In an email, Team leader for SPMS Gag Theresa Davies declined to comment on the matter as yet.
“Unfortunately, in the meantime, the project cannot make a comment,” Davies said.
But in an exclusive interview the EU Ambassador to Malawi Sandra Paesen bemoaned the tendency of Malawian partners looking for allowances in development meetings that are aimed to benefit very citizen.
“It’s our job to be extremely orthodox when we spend our money as the EU, we have rules, we have procedures and we have
regulations. Sometimes it’s difficult for our partners to understand that because they live in their realities and the realities here in Malawi are such that everyone with a certain standing has huge social responsibilities.
“Malawians are cohesive, they take care of each other, a notion that in Europe we do not remember very well.
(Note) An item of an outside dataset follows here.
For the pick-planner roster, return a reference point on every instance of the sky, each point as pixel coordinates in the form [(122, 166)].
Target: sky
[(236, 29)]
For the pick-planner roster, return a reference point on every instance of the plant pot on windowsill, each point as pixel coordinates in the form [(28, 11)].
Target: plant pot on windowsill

Sometimes when we work with our partners, be it from Parliament, civil society or ministerial bodies, they always come to the issue we need to have per diems and that is understandable because there are other expenses and we have rules that cover this but sometimes people say no we want you to adopt our rules because there are more generous and we say no and I am not happy when my colleagues come to me with such stories,” Paesen said.
Parliamentary Committee on Agriculture Chairperson Sameer Suleman said he was aware of a meeting scheduled for Salima that was postponed twice recently but was not sure if it were the EU meeting.
He, however, was quick to say that most organisations arrange allowances that are lower than MPs’ sitting allowance.
“I know these organisations give K30, 000, sometimes K20, 000 allowances, which is lower than the K60, 000 sitting allowance for MPs because these people (MPs) travel from their constituencies to attend such meetings, so it doesn’t make sense, not that I am complaining,” Suleman said.
In 2016, the donor community wrote the Office of the President and Cabinet following civil servants’ boycott of donor-funded workshops and meetings because they were not given daily subsistence allowances.
The donors complained that the development was resulting in waste of donor taxpayers’ money, knowledge gap and failure to improve service delivery to the people of Malawi.
They since requested the Malawi Government to endorse a full-board arrangement where civil servants attending donor-funded activities were not to be paid cash or risk aid withdrawal for the projects.
Malawi and EU signed in May 2015 the national indicative program up to 2020 for an amount of 560 million to support program spread across governance, sustainable agriculture and secondary education and vocational training.